Last year, 5 million daytrippers descended upon the historic city of Chester, more than 2 million fetched up at Canterbury, whose cathedral floor is showing signs of damage. “There is also damage at Winchester and Rochester,” says Mr Green. “At Wells, the Chapter House steps have been seriously eroded. Modern tourists have caused more damage there in a generation than in the past four centuries.”

Hadrian’s Wall, he adds, is being lost for ever at the rate of an inch a year as people walk not alongside it, but on top of it.

Sadly, though inevitably, Mr Green has no answer to the horrors he describes, other than to “diffuse” visitors by increasing the advertising of sites across the country, a policy that causes great discomfort and dismay to those whose towns and villages become the haunts of the diffusees.

In Cumbria, over which 2 million tourists trample each year, sometimes causing beauty spots to reach what is described chillingly as “saturation point”, staff at the 33 information centres lighten their load by having a laugh at the visitors. Among the enquiries they fielded last year was a call from London asking: “Is the Lake District those ornamental ponds in Manchester?” A Japanese film crew put in a request for trained badgers and hedgehogs, which they wanted to hire for an unspecified purpose. A US visitor was recorded as saying: “I’d like to buy a copy of that poem Peter Rabbit wrote about daffodils.” And a New Zealand couple angrily returned a “confusing and useless” Ordnance Survey map: it turned out that the elusive “narrow lanes” they were desperate to explore were, in fact, the contour lines of the Lakeland fells.

Mr Green weeps, the tourist officials in Cumbria laugh, the great, gaping masses tramp on. It is an unstoppable tragedy unfolding before our eyes. It suffers, however, from being neither a modish nor a medical problem and therefore unsuitable for official hysteria. Unlike obesity, which has become a wildly fashionable cause for concern.

Those of us who watch the trends in concern, rather in the way that observers of haute couture follow the rise and fall in hemlines, have seen first smoking, then passive smoking give way to cholesterol, which is usurped by salt, then sugar, which in turn yields place to alcohol, only to be ousted by unprotected sex and mad cows.
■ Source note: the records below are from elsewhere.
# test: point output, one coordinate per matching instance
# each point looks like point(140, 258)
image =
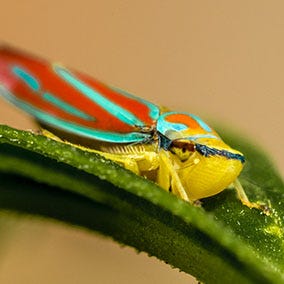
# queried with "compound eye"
point(182, 149)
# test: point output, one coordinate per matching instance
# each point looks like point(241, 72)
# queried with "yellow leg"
point(167, 176)
point(244, 199)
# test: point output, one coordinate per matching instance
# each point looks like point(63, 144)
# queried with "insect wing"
point(73, 101)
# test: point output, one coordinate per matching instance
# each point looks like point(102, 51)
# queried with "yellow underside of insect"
point(196, 178)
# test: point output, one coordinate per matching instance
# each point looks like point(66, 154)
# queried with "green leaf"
point(221, 242)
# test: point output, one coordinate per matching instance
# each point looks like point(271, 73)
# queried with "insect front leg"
point(168, 177)
point(244, 199)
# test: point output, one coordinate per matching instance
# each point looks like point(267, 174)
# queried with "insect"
point(177, 150)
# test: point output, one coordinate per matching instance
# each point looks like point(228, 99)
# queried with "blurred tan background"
point(221, 59)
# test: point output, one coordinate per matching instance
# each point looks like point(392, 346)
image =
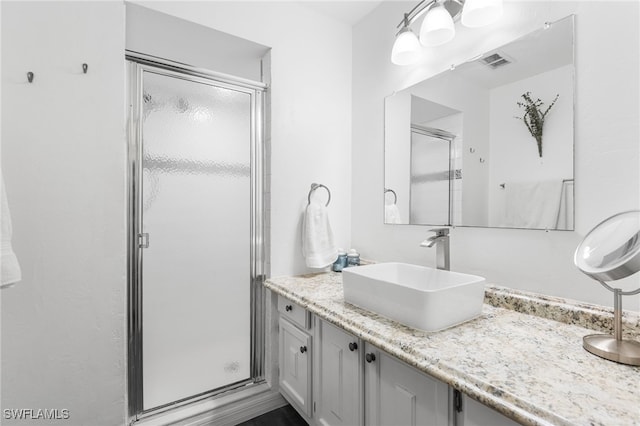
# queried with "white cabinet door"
point(399, 395)
point(475, 414)
point(338, 377)
point(295, 365)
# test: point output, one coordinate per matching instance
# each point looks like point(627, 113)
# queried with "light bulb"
point(437, 27)
point(478, 13)
point(406, 49)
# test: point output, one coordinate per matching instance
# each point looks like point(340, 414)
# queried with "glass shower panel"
point(430, 171)
point(196, 195)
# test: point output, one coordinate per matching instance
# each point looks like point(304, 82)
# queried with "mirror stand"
point(611, 251)
point(613, 347)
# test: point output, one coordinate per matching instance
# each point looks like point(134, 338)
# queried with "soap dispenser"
point(353, 258)
point(341, 261)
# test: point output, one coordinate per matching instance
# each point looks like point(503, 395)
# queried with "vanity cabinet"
point(337, 377)
point(473, 413)
point(332, 378)
point(295, 349)
point(398, 394)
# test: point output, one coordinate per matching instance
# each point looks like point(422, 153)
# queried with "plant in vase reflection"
point(534, 116)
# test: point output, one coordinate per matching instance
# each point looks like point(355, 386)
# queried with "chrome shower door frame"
point(448, 138)
point(138, 64)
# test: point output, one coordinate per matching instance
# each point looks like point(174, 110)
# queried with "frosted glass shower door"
point(430, 186)
point(196, 219)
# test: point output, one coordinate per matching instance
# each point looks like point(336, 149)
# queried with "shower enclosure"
point(431, 176)
point(196, 234)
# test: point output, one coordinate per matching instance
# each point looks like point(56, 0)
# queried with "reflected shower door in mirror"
point(508, 118)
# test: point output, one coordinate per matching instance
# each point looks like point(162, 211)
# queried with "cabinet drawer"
point(295, 366)
point(294, 313)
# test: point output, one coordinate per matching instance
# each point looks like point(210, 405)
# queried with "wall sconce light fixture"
point(438, 25)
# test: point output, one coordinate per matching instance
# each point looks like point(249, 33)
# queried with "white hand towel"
point(392, 214)
point(11, 273)
point(318, 247)
point(533, 204)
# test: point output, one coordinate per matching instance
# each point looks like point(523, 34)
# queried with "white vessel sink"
point(417, 296)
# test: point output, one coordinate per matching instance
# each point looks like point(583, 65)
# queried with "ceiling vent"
point(495, 60)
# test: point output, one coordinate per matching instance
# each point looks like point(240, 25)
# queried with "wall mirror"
point(488, 143)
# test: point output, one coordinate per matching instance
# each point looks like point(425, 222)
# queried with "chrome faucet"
point(441, 241)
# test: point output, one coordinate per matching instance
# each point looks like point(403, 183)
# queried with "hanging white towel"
point(533, 204)
point(318, 247)
point(392, 214)
point(11, 273)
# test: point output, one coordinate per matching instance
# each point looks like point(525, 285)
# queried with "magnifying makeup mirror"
point(609, 252)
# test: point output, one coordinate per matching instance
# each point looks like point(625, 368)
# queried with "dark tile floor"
point(285, 416)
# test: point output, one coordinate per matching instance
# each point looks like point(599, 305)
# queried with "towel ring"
point(395, 196)
point(315, 186)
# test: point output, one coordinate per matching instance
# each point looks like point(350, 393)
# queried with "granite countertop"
point(522, 357)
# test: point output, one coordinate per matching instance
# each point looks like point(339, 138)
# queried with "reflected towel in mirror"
point(318, 247)
point(533, 204)
point(11, 273)
point(392, 214)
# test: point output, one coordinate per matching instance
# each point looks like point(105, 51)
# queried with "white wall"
point(607, 152)
point(310, 110)
point(63, 158)
point(397, 151)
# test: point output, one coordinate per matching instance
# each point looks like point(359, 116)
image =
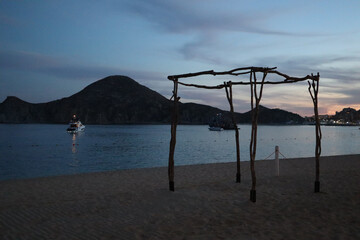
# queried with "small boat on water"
point(219, 123)
point(214, 128)
point(75, 125)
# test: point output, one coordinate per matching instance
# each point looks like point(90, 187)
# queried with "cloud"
point(65, 69)
point(201, 24)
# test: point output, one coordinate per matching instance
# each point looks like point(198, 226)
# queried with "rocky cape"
point(121, 100)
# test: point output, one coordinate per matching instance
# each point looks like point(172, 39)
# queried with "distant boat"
point(219, 123)
point(75, 125)
point(213, 128)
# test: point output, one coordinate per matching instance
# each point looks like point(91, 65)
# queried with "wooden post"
point(229, 97)
point(277, 167)
point(315, 88)
point(173, 136)
point(253, 140)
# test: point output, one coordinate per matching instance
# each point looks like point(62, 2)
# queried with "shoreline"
point(206, 204)
point(176, 166)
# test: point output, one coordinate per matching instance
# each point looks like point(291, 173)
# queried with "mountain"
point(273, 116)
point(347, 115)
point(121, 100)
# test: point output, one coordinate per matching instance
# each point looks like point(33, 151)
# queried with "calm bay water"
point(37, 150)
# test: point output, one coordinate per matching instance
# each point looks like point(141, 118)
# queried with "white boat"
point(75, 125)
point(215, 128)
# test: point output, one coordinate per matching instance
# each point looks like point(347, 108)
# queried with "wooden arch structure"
point(256, 87)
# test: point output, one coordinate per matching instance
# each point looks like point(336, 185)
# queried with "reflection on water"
point(33, 150)
point(74, 143)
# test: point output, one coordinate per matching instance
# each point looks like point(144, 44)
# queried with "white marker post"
point(277, 163)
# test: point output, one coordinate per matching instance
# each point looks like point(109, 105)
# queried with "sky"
point(53, 49)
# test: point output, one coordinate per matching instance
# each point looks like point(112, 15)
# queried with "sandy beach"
point(207, 203)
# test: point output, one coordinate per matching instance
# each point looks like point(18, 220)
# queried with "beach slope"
point(206, 204)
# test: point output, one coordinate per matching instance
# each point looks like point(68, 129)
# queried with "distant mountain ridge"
point(121, 100)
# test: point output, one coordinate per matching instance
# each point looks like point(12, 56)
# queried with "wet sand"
point(206, 204)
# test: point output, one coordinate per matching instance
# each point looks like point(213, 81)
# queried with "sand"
point(206, 204)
Dizzily, one after the other, concerns whirl into the limelight then fade away before being thrust forward yet again in a ceaseless tarantella of threats, statistics, forebodings, and the most exquisitely pleasurable wringing of hands.
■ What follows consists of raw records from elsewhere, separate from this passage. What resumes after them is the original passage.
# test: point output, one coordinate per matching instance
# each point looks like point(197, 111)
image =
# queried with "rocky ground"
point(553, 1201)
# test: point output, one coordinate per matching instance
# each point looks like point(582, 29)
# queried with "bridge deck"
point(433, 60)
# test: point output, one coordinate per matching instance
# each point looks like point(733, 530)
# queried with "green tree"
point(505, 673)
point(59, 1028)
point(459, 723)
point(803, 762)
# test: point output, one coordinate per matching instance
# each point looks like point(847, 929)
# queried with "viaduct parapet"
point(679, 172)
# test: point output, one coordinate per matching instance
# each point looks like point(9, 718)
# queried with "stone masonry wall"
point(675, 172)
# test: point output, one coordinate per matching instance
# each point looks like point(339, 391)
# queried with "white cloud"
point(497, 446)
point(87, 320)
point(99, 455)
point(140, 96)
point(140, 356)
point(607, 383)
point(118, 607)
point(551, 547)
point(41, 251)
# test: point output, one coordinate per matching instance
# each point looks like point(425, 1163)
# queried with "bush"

But seldom, in more than a decade of concern spotting, has there been anything quite as satisfying to monitor and record as the emergence of obesity. From being nowhere in the great panoply of concern less than two years ago, obesity has swept all before it. Starting as a cloud no larger than a moderately swollen abdomen, it has swelled into a vast, all-encompassing set of buttocks that dominates the skyline to east, west, north, and south, easily extinguishing the feeble rays of concern about dangerous supermarket trolleys and cancer-bearing mobile phones that fitfully try to break through.

That we are dealing here with a prize concern, a superb specimen, is borne out by the language of those who wallow ecstatically in its embrace. The World Health Organisation, a kind of monstrous, lardy, swollen version of our own Health Education Authority, declares that the world “faces a potentially disastrous epidemic of obesity”.

Half the populations of some countries are seriously overweight, it shouts excitedly. The latest figures (certain to be superseded soon by something much more alarming) indicate that every single man, woman and child in the US will be obese by the year 2230, which is admittedly quite a few years away but a thrilling prospect all the same. Most gratifying of all is that obesity can be made to encompass scores of other concerns. Obesity is high blood pressure, it is heart disease, it is arthritis, it is back problems, it is simply wonderful.

One answer, says the WHO, is for populations to return to a “more rural, active lifestyle”. Fat chance. Another, so far unmentioned but being explored in this country, is for the population to march up and down in their millions over fells and hills, across prehistoric mounds, through centuries-old cathedrals and castles, through village greens and fields of wheat, along Roman walls and under Saxon monuments, sustained in their labours by nothing more than cream teas, hamburgers, and fishpaste sandwiches.